I have created the query listed below. It works when I run it.

string sortDir = (this.GridSortDirection == SortDirection.Descending ? " DESC" : " ASC");
int startIndex = 1;
int endIndex = this.gvData.PageSize;

SELECT RowNum, [ID], [Name], [Description], [DisplayIndex], [Status] 
FROM
(
    SELECT  [ID], [Name], [Description], [DisplayIndex], CASE WHEN Status = 1 THEN 'Active' ELSE 'Disabled' END AS [Status] ,
    ROW_NUMBER() OVER(ORDER BY [" + this.GridSortExpression + "]" + " " + sortDir + @")as 'RowNum'
    FROM  [MyDatabase].[dbo].[t_MyTable] s

) as Info
WHERE RowNum BETWEEN " + startIndex.ToString() + " AND " + endIndex.ToString()
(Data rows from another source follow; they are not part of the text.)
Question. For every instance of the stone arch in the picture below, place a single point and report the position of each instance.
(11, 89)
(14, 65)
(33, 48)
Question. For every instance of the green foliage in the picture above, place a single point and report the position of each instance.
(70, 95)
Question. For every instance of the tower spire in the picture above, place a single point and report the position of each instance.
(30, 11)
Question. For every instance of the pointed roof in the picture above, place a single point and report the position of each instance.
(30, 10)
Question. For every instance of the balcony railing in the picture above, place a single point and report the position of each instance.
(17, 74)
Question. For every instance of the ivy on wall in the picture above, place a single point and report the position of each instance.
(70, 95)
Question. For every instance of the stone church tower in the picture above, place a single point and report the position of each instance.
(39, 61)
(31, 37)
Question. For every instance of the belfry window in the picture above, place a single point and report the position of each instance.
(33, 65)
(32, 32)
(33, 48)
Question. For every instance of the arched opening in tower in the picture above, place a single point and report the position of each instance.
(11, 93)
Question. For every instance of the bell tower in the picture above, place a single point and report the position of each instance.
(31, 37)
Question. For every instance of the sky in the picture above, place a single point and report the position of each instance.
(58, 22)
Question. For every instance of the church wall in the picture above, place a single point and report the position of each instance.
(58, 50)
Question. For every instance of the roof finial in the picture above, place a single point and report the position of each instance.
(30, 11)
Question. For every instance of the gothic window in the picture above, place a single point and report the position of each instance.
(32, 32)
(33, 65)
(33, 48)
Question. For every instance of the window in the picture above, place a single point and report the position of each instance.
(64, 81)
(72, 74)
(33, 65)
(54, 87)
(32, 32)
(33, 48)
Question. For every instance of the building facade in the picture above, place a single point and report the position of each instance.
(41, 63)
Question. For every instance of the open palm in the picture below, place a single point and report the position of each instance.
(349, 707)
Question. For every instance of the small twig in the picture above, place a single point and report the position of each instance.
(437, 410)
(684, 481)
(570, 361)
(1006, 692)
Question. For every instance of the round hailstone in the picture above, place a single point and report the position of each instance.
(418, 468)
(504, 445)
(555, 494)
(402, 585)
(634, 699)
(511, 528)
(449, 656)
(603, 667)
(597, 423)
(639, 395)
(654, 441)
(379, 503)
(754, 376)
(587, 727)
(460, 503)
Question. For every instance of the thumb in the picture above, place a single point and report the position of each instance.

I attempted to restructure it to parametrized query format as shown below, but am getting an error when it runs. The error states that there is a syntax error near sortDir.

string sql = @"SELECT RowNum, [ID], [Name], [Description], [DisplayIndex], [Status] 
FROM
(
    SELECT  [ID], [Name], [Description], [DisplayIndex], CASE WHEN Status = 1 THEN 'Active' ELSE 'Disabled' END AS [Status] ,
    ROW_NUMBER() OVER(ORDER BY @SortExpression @SortDir)as 'RowNum'
    FROM  [MyDatabase].[dbo].[t_MyTable] s

) as Info
WHERE RowNum BETWEEN @startIndex AND @endIndex";

cmd = new SqlCommand(sql, conn);
cmd.Parameters.AddWithValue("@SortExpression", this.GridSortExpression);   
cmd.Parameters.AddWithValue("@SortDir", sortDir);                 
cmd.Parameters.AddWithValue("@startIndex", startIndex);
cmd.Parameters.AddWithValue("@endIndex", endIndex);
da = new SqlDataAdapter(cmd);
da.Fill(dt);

I also tried the following to no avail... same error message

cmd = new SqlCommand(sql, conn);
cmd.Parameters.AddWithValue("@SortExpression", this.GridSortExpression + " " + sortDir);                    
cmd.Parameters.AddWithValue("@startIndex", startIndex);
cmd.Parameters.AddWithValue("@endIndex", endIndex);
da = new SqlDataAdapter(cmd);
da.Fill(dt);

Can anyone refer me to my error?

Many thanks in advance

Answer 1

It is possible to do conditional sorting using a CASE statement.

For example:

ORDER BY
     CASE
         WHEN @SortCol = 'a' THEN colA
         WHEN @SortCol = 'b' THEN colB
     END DESC

You can further extend this to sort by the direction.

ORDER BY
    CASE WHEN @SortCol = 'a' AND @SortDir = 'ASC' THEN ColA END ASC
    ,CASE WHEN @SortCol = 'a' AND @SortDir = 'DESC' THEN ColA END DESC
    ,CASE WHEN @SortCol = 'b' AND @SortDir = 'ASC' THEN ColB END ASC
    ,CASE WHEN @SortCol = 'b' AND @SortDir = 'DESC' THEN ColB END DESC

The last time I used this, I had a @KeyDataColumn which I wanted to sort on, group by, and return in the result set. Rather than repeat this logic 3 times, I found it much more convenient, readable and extendible to have the logic encapsulated in a sub query.

SELECT
    keyData.KeyDataColumn
    ,COUNT(base.*) AS KeyDataCount
FROM baseTable base
    CROSS APPLY (
        SELECT
            CASE
                WHEN @KeyDataColumn = 'NextEvolution' THEN base.NextEvolution
                WHEN @KeyDataColumn = 'TimesCaptured' THEN base.TimesCaptured
                WHEN @KeyDataColumn = 'BattlesWon' THEN base.BattlesWon
            END AS KeyDataColumn
    ) keyData
GROUP BY keyData.KeyDataColumn
ORDER BY
    CASE WHEN @SortDir = 'ASC' THEN keyData.KeyDataColumn END ASC
    ,CASE WHEN @SortDir = 'DESC' THEN keyData.KeyDataColumn END DESC

Answer 2

@SortExpression and @SortDir cannot be parameterized. They are bits of T-SQL syntax, not values. You will have to leave them in the command text string. By contrast @startIndex and @endIndex are values and so will work fine as parameters.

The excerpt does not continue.